China’s Grand Strategy
Weaving a New Silk Road to Global Primacy
Sarwar A. Kashmeri
Praeger, Santa Barbara, California, 2019, 171 pages
Book Review published on: November 15, 2019
Since the conclusion of World War II, America has enjoyed unprecedented political and economic growth resulting in unmatched global influence. The United States has accomplished much through the vehicle of democracy by limiting government and encouraging privatized innovation, development, and investment. During this period, the United States met adversaries with the successful strategy of containment. This blueprint has worked for over sixty years. Will it work for the next sixty?
Sarwar Kashmeri is an adjunct professor of political science at Norwich University and an established author. In China’s Grand Strategy: Weaving a New Silk Road to Global Primacy, Kashmeri attempts to share China’s grand strategy from the perspective of the East, keeping the Western audience in mind. China began its three-step strategy in 1978 by opening its communist/socialistic-driven economy to market forces. In the second step, China focused military spending and modernization on securing its coastline and on its economic interests in the South China Sea region. “In the space of two generations, China has transformed itself from one of the poorest countries on Earth to one of the richest.”
Kashmeri focuses a majority of the book on the third step of China’s grand strategy, the Belt and Road Initiative (BRI). Simply put, the “belts” are overland economic corridors, and “roads” are maritime routes. The author uses the following definition: “The Belt and Road Initiative is a 1.3 trillion USD (yearly) Chinese-led investment program creating a web of infrastructure including roads, railways, telecommunications, energy pipelines, and deep-sea ports that would serve to enhance economic interconnectivity and facilitate development across Eurasia, East Africa, and more than 60 partner countries.”
Although China’s President Xi Jinping has stated the inspiration for BRI was the economic and political success of the Silk Road, there are examples in American history that closely resemble the third leg of China’s grand strategy. Kashmeri relates the actions of the United States in the wake of World War II to China’s Belt and Road Initiative. The Marshall Plan earmarked reconstruction money for the Europeans. These funds did not come in the form of direct payment. Rather, the United States distributed funds as a credit to use for purchases to rebuild their countries. “These funds came with one provision. Europeans were required to spend aid money in the United States. Under the legislation, no money would flow across the Atlantic. Instead, Europeans would buy from American companies and receive payment from the U.S. Treasury and the dollars would timely flow to U.S. workers in the form of a payroll check. The equivalent investment today would be 110 Billion USD. The Marshall Plan investment has resulted in a transatlantic economic relationship between the U.S. and Europe that is responsible for 5.5 Trillion USD or one-third of the global domestic product.”

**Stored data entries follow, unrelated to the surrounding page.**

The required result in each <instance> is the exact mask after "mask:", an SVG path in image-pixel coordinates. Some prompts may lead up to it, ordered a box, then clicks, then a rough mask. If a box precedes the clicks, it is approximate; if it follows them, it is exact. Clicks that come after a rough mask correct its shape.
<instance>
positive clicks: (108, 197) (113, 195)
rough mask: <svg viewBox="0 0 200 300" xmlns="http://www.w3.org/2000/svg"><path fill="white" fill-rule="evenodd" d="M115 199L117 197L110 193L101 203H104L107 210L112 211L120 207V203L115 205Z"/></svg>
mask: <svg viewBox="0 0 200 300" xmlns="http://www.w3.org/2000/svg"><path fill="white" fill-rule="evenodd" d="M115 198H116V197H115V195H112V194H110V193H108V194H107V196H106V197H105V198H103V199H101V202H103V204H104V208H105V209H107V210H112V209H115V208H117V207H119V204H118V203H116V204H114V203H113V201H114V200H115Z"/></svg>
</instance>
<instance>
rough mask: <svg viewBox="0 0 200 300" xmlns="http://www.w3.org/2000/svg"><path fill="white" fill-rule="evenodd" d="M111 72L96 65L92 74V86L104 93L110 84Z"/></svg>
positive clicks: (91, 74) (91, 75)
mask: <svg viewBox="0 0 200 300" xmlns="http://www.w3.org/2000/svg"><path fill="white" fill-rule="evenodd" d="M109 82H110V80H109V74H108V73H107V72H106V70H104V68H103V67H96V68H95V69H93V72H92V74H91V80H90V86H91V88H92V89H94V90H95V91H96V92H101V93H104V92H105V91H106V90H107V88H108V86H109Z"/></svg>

Kashmeri skillfully uses the Marshall Plan to illustrate the scale of the BRI. In today’s dollars, the Marshall Plan represents a tenth of the BRI monetary investment. BRI not only strengthens China’s geopolitical influence and economic growth but also addresses identified tactical military weaknesses. Kashmeri carefully explains why the Straits of Malacca are critical to China as it continues to require extraordinary levels of natural resources. Any disruption in this sea lane would significantly interrupt China’s growth. One of the cornerstones of BRI is to finance major deep-sea ports to circumvent the Straits of Malacca and expedite the transportation of natural resource imports and the exports of goods and services. Kashmeri details the billions China has invested through BRI in Pakistan’s Port of Gwadar, Kenya’s Kilindini Harbor, Sri Lanka’s Port of Hambantota, and Greece’s Port of Piraeus. Kashmeri effectively argues that these investments will ensure the flow of exports and imports continue efficiently and effectively.
How might America compete with China’s grand strategy? In his final chapter, Kashmeri examines the efforts and concerns of the current U.S. administration. Kashmeri suggests that U.S.-imposed tariffs on China have affected the U.S. economy and U.S. workers far more than the Chinese. Additionally, the newly founded United States International Development Finance Corporation has a mere $60 billion in lending authority. He also suggests that the U.S. GDP will steadily decrease without trillions invested in continental U.S. infrastructure demands.
Kashmeri suggests that within ten years, China is destined to become the world’s most influential economic power while maintaining regional military dominance. This prediction, along with Kashmeri’s compelling argument, suggests that the United States should no longer try to contest China’s grand strategy, but rather it should collaborate with China and become part of the BRI!